What You Need To Know

  • The Dayton Metro Library hosts one of the largest collections on women’s suffrage in the country

  • Electra C. Doren a suffragette and the former library systems manager, gathered and preserved the collection

  • The library archived the collection to make it accessible online

  • The collection is still available to access in-person at the downtown branch

One of the largest collections on those shelves comes from a librarian with a front-row seat to that history. More than 100 years later, Dayton may thank Electra C. Doren for ensuring the city’s fight for women’s suffrage lives on, frozen in time, for any Dayton local to see for them self.

Jamie McQuinn is the special collections manager at the Dayton Metro Library. It’s his job to make sure collections, like Doren’s, remain preserved and accessible for centuries to come.

From Dayton Women's Suffrage Collection

“This room is climate controlled for temperature and humidity so that the material does not disintegrate as quickly as paper wants to,” he said.

McQuinn said the library boasts one of the largest collections on women’s suffrage in the country.

“Twenty-four linear feet of shelving with 13 rare books, 28 different scrapbooks, there are manuscripts, photographs, postcards,” he said.

McQuinn is happy to put it on display for anyone who asks.“That’s the original,” he said pulling the Dayton’s Women’s Suffrage Association scrapbook from the shelves.

Dating back to 1912, the scrapbook details Ohio’s realtime fight for suffrage. To keep it preserved, McQuinn said the library commissioned a photographer to archive and reproduce the pages.

“This is a facsimile that we have made so that people can page through it,” he said.
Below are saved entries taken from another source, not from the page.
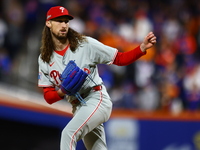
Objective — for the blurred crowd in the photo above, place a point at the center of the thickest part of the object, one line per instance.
(167, 78)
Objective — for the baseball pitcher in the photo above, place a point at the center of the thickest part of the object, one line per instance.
(68, 70)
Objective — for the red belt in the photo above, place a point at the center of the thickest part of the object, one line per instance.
(94, 88)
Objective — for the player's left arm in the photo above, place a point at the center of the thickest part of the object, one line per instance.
(126, 58)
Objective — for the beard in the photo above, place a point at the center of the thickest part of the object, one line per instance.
(60, 36)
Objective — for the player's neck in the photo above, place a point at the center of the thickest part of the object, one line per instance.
(60, 45)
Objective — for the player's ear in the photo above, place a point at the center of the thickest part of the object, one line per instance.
(48, 24)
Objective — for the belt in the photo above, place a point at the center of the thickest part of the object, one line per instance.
(94, 88)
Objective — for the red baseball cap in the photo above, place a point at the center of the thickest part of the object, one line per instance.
(58, 11)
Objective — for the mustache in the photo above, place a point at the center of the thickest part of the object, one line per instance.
(59, 37)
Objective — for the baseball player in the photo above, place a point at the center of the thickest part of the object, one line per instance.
(68, 70)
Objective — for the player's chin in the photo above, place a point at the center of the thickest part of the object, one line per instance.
(62, 36)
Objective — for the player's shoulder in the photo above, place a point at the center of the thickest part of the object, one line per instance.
(40, 61)
(92, 41)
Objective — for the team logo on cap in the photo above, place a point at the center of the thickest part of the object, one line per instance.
(48, 16)
(62, 9)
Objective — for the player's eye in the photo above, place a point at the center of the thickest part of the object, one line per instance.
(60, 21)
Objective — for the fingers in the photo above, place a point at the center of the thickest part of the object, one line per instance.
(151, 38)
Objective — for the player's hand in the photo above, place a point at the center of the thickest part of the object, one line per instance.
(148, 42)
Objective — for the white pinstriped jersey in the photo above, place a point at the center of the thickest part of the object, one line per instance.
(86, 56)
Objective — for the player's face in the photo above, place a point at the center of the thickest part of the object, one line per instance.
(59, 27)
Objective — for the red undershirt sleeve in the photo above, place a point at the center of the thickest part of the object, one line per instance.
(50, 95)
(126, 58)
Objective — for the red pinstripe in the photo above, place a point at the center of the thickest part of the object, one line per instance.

The scrapbook contains newspaper clippings, photos, pamphlets and other primary documents detailing the run up to a 1912 vote on a state amendment granting Ohio women the right to vote.

“Here was the actual 12 answers to anti-suffrage arguments against votes for women,” McQuinn said flipping through the pages.

From Dayton's Women's Suffrage Collection

At the time, Doren was the library systems director in Dayton and also an active member of the Women’s Suffrage Association. McQuinn doesn’t know if she made the scrapbook herself, but she was likely involved in collecting all the pieces and ensuring they told a fair accurate story.

Electra C. Doren

The scrapbook shows the good and the bad, how the amendment ultimately failed in 1912 and how the suffrage association kept fighting.

“That eventually led to the National Amendment to the Constitution what became the 19th Amendment,” McQuinn said.

Ohio was the fifth state to ratify the amendment in 1919, and McQuinn said Dayton helped lead the way.

“Dayton was one of the most progressive communities of its time during the progressive movement of the early 20th century,” he said.

People don’t have to come to the Dayton Metro Library in person to read up on that history. It’s all archived and accessible on the library’s website.

It’s likely far more than Doren could have guessed.

She died in 1927 after decades of service to Dayton and its library system. A year later, the library opened a branch bearing her name.

Perhaps the greater honor though, is that 100 years later, her work still holds a place of honor on the library’s shelf.